Effect of Nasal Continuous Positive Airway Pressure (CPAP) on Oral Feeding in Human Neonates

Effect of Nasal Continuous Positive Airway Pressure (CPAP) on Sucking, Swallowing and Coordination of Breathing and Swallowing During Oral Feeding in Human Neonates

Status
Unknown
Phase
N/A
Study type
Interventional
Enrollment
10 (estimated)
Sponsor
Université de Sherbrooke · Academic / Other
Sex
All
Age
Healthy volunteers
Accepted

Summary

Current knowledge suggests that, to be successful, oral feeding in preterm babies should be initiated as soon as possible, often at an age where immature respiration still requires ventilatory support in the form of continuous positive airway pressure (CPAP). While some neonatologist teams claim great success with initiation of oral feeding in immature babies with CPAP, others strictly wait for CPAP to be no longer necessary before any attempt at oral feeding. Such controversy is fuelled by ignorance of the effects of CPAP on nutritive sucking and swallowing, including their coordination with breathing, and the fear to induce deleterious problems such as pulmonary aspiration of milk and/or respiratory failure. Ensuing delay in becoming proficient with oral feeding unduly prolongs hospital stays of preterm babies. The aim of this study is to evaluate the effects of nasal CPAP on oral feeding in human neonates.

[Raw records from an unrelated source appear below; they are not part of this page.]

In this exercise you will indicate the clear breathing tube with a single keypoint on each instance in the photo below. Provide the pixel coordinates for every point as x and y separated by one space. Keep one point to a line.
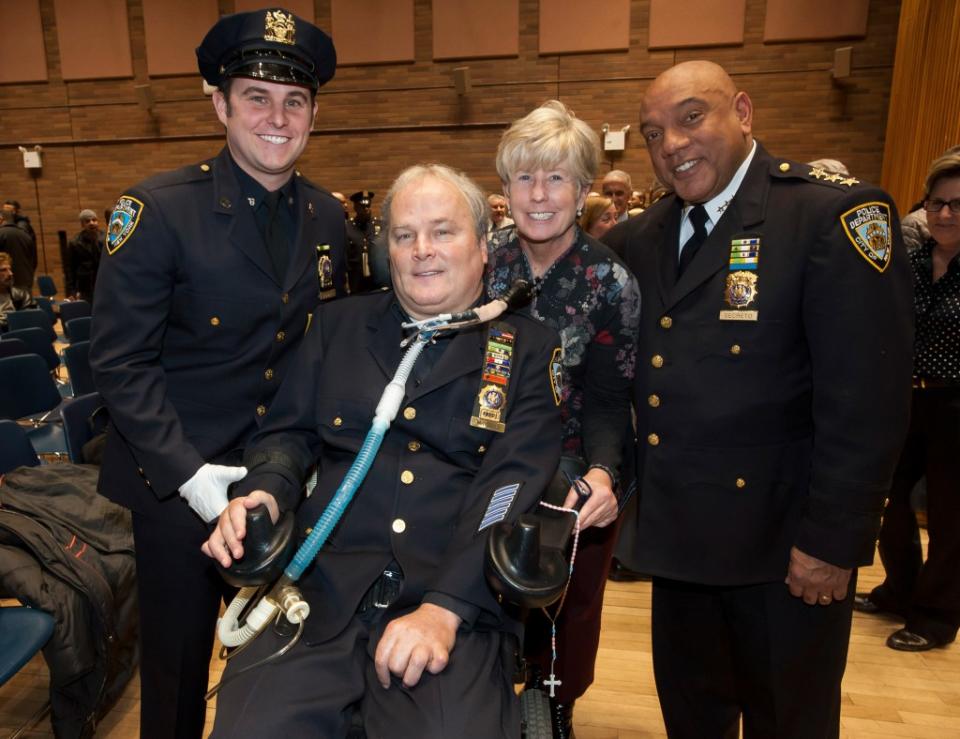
283 596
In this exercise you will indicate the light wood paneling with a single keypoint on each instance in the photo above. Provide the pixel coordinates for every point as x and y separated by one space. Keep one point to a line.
466 29
696 23
373 31
789 20
94 38
23 56
174 30
924 117
568 26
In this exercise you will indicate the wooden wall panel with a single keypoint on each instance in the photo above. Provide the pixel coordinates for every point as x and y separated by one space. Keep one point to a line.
372 32
466 29
696 23
568 26
302 8
94 39
789 20
23 57
924 117
174 29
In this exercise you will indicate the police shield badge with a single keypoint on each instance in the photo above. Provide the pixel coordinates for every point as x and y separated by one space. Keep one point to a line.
123 222
868 228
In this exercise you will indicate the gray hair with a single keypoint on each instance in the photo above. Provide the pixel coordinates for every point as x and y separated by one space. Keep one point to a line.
472 195
546 138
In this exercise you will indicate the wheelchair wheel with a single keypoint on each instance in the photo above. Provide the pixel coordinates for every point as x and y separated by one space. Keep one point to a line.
535 715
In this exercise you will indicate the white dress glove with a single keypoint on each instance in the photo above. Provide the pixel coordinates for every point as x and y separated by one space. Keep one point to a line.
206 491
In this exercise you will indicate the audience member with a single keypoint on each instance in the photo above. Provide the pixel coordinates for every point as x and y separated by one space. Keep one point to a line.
16 243
599 216
617 186
83 257
403 628
546 162
927 593
198 314
11 297
769 415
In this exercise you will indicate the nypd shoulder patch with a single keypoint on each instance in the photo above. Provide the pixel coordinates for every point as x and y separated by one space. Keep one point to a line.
868 227
123 222
499 506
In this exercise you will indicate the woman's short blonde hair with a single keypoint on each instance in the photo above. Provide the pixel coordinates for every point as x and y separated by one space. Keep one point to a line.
944 166
546 138
594 207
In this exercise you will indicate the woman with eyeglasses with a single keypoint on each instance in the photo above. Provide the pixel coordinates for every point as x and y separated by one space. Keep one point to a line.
926 594
547 161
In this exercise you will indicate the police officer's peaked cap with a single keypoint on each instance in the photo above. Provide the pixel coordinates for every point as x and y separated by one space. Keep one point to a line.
272 45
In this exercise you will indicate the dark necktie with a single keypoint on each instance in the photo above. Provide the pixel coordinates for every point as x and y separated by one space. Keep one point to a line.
698 217
273 234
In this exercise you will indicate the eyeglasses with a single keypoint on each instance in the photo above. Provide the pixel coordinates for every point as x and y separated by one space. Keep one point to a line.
935 206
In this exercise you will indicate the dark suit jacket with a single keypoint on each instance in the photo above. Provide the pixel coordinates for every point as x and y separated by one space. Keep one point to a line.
754 436
192 333
431 483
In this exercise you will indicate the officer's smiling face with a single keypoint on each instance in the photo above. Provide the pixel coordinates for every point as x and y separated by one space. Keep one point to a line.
268 125
697 129
436 259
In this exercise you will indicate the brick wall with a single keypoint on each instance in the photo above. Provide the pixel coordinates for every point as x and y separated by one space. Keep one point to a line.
375 120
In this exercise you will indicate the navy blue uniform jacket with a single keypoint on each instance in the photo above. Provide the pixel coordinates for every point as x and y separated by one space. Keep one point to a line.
428 490
754 436
192 333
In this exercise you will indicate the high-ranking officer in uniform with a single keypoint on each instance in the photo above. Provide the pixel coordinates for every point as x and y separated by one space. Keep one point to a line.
773 388
209 278
403 627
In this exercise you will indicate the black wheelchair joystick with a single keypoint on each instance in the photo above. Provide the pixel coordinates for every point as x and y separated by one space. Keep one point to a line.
267 548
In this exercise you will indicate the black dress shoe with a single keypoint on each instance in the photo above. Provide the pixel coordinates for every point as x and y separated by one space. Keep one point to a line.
619 573
909 641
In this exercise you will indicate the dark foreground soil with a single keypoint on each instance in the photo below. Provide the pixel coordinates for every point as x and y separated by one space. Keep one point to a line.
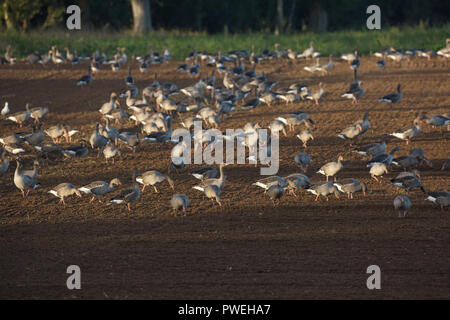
247 249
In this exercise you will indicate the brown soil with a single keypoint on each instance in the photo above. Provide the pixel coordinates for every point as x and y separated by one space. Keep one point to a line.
247 249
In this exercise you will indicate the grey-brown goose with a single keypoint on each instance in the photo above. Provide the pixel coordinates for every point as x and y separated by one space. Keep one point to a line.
128 196
303 160
22 116
64 189
324 189
152 178
408 133
305 136
179 202
100 188
23 182
351 186
393 98
403 204
332 168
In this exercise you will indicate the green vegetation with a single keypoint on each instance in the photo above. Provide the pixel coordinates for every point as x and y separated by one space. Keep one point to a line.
180 43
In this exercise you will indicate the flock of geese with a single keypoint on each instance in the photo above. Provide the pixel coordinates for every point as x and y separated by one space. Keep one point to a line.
211 102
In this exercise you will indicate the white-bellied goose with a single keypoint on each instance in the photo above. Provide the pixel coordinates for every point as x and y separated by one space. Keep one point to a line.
384 157
351 186
64 189
21 117
179 202
152 178
377 170
403 204
407 133
100 188
24 182
393 98
305 136
323 189
332 168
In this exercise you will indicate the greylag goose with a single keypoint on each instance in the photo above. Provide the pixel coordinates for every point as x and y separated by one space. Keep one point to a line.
152 178
100 188
5 110
317 95
393 98
305 136
303 160
111 151
377 170
384 157
351 186
403 204
179 202
4 162
323 189
407 133
128 196
64 190
21 117
408 182
24 182
332 168
275 192
373 149
442 201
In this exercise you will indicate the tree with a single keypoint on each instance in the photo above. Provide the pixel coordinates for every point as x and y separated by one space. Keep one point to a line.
142 20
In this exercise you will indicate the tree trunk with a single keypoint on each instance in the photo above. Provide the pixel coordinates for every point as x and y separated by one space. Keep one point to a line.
279 28
142 20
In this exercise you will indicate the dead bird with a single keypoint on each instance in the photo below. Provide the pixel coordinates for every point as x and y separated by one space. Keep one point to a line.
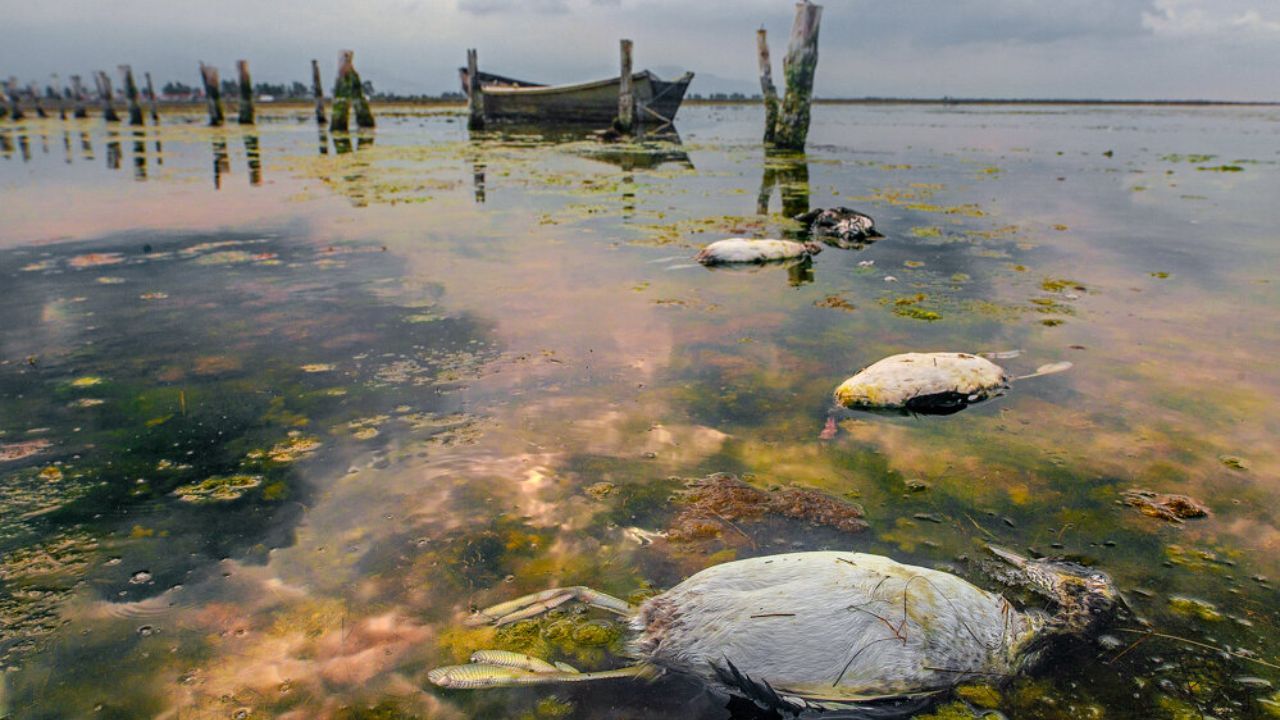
822 630
842 227
748 250
935 383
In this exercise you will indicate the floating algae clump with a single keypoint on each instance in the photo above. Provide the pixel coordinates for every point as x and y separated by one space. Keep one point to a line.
219 488
922 381
714 502
288 450
1192 607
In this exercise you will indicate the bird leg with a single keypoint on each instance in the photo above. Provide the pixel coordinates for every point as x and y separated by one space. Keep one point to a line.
539 602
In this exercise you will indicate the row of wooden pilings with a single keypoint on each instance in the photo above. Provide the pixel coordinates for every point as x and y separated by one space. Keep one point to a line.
348 96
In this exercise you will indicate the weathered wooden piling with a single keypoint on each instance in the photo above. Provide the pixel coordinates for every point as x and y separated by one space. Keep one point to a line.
35 100
767 89
78 98
213 94
348 95
131 94
105 95
799 65
151 96
319 90
475 100
626 119
246 87
10 90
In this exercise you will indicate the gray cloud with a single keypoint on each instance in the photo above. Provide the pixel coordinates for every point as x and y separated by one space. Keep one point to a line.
492 7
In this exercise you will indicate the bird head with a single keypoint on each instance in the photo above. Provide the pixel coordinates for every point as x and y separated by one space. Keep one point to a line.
1084 597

More specifically, CPAP effects on nutritive sucking and swallowing, including on breathing-swallowing coordination, will be carefully assessed. The investigators hypothesize that nasal CPAP will lead to no or minimal alterations of breathing-nutritive swallowing coordination and will not induce deleterious cardiorespiratory events. Accordingly, each neonate will be evaluated during 2 bottle feedings spaced of 24 h, one with nasal CPAP 5 cm H2O and the other without any CPAP. Sucking and swallowing activity, respiration, heart rate and oxygenation will be continuously recorded before, during and after bottle-feeding. By filling a gap in knowledge, results from the study will hopefully help neonatologists afraid of doing more harm than good when initiating bottle-feeding in preterm babies under CPAP to join the many teams for whom it is no more a problem.

Conditions

Interventions

TypeNameDescription
DEVICEInfant Flow nasal CPAPInfant Flow nasal CPAP 5 cm H2O

Timeline

Start date
2010-09-01
Primary completion
2012-09-01
Completion
2012-09-01
First posted
2010-11-09
Last updated
2011-01-26

Locations

1 site across 1 country: Canada

Source: ClinicalTrials.gov record NCT01237015. Inclusion in this directory is not an endorsement.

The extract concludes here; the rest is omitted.